Illegal immigrants are of course routinely retained. But the officialdom does not seem to worry too very much about their heatlh. For a new survey by a civil rights groups shows that immigrants suffering from HIV/AIDS receive scant attention at the hands of the U.S. Department of Homeland Security.
The survey by the Human Rights Watch was itself prompted by death of a transgender inmate at a San Pedro facility in California.
The prominent human rights NGO issued a 71-page report Friday to encourage the government to improve its screening and ongoing treatment of detainees with HIV/AIDS at government or privately contracted facilities. According to estimates around 30,000 illegal immigrants detained every day in the US.
"We found the medical care in three types of facilities, representing nine states, was delayed, interrupted or inconsistent," said Megan McLemore, author of the report.
Virginia Kice, a spokeswoman for U.S. Immigration and Customs Enforcement, said the agency had not fully reviewed the survey but generally disagreed with its findings.
"Ensuring the welfare and safety of those in our custody is one of our top priorities," Kice said.
For the study, McLemore interviewed current and former detainees, and Homeland Security and detention facility officials in California, Alabama, New Jersey, Virginia and several other states.
Among the findings:
* Failure to deliver complete anti-retroviral regimens in a consistent manner, creating the risk of drug resistance.
* Failure to prescribe prophylactic medications to prevent opportunistic infections.
* Failure to ensure continuity of care as detainees are transferred between facilities.
The most egregious case, McLemore said, was of Victor Arellano, a 23-year-old transgender inmate held at the San Pedro facility.

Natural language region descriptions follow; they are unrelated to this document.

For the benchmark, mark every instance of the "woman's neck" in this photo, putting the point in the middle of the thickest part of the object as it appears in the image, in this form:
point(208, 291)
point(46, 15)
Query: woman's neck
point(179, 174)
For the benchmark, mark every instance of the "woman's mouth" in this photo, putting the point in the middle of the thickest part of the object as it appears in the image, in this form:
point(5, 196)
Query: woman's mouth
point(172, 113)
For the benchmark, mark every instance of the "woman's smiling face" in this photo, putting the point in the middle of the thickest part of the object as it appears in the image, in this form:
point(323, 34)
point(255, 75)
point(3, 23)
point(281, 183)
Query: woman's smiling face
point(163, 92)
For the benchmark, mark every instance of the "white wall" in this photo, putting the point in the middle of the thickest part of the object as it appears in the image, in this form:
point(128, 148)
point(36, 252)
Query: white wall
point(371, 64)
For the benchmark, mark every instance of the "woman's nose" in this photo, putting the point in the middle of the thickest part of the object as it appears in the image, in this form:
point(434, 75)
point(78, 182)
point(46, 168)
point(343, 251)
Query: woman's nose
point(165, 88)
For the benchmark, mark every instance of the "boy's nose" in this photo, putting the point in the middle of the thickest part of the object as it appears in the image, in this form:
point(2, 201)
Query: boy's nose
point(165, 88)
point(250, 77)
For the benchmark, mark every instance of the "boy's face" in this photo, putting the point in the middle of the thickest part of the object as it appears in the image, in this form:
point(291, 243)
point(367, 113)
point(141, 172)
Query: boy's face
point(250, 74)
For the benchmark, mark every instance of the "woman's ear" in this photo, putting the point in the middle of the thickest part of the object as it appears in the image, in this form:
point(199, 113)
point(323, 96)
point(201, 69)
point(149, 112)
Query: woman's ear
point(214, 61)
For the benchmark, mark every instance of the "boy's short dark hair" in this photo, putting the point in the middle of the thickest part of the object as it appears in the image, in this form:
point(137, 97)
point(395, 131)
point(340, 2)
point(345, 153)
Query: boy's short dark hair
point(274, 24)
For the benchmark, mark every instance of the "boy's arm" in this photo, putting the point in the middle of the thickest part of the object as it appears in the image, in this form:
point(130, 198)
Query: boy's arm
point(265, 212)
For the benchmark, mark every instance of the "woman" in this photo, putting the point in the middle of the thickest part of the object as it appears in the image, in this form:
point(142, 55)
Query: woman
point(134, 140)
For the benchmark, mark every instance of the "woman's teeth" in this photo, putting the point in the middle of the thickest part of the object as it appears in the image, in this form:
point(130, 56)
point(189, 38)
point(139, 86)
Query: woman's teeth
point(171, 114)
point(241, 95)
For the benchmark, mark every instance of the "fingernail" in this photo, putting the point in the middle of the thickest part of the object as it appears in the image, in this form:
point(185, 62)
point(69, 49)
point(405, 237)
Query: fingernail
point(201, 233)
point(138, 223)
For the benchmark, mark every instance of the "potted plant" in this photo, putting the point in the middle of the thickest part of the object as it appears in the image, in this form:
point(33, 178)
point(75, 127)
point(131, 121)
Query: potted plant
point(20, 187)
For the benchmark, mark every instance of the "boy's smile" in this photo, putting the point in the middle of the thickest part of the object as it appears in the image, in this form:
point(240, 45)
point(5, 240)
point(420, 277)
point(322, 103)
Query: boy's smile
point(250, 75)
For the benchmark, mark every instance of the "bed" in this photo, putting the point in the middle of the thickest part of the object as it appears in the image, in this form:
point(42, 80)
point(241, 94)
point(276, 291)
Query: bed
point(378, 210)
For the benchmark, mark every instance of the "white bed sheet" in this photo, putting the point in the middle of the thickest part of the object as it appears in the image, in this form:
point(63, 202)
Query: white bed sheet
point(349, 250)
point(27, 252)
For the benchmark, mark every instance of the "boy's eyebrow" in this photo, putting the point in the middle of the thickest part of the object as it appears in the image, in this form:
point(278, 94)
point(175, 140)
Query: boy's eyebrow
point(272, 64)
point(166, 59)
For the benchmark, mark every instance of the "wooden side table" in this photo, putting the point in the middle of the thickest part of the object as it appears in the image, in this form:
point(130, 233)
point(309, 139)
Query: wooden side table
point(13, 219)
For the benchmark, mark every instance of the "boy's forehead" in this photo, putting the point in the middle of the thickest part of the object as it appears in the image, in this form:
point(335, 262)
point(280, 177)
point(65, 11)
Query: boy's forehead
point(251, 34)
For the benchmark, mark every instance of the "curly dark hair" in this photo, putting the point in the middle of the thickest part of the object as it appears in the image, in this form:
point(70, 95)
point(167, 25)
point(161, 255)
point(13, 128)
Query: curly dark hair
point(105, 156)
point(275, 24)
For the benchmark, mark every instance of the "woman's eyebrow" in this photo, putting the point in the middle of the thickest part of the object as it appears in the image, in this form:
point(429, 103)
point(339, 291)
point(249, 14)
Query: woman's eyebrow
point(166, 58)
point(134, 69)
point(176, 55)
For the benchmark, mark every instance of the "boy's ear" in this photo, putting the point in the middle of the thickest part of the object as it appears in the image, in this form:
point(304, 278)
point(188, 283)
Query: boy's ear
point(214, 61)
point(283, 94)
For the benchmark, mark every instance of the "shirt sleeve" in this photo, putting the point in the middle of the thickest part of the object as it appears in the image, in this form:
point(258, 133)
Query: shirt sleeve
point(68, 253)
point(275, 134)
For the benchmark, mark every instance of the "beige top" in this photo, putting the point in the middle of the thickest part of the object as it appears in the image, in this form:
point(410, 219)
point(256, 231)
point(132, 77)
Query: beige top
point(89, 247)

Arellano, who had AIDS, went by the name Victoria.
The report says Arellano was denied treatment and became gravely ill.
Despite fellow detainees' pleading on her behalf, Arellano was left suffering in her bunk as her condition worsened, McLemore said.
Arellano died July 20.
Two other unrelated deaths of detainees earlier this year triggered an investigation by the Office of the Inspector General into the quality of medical care at federal detention centers.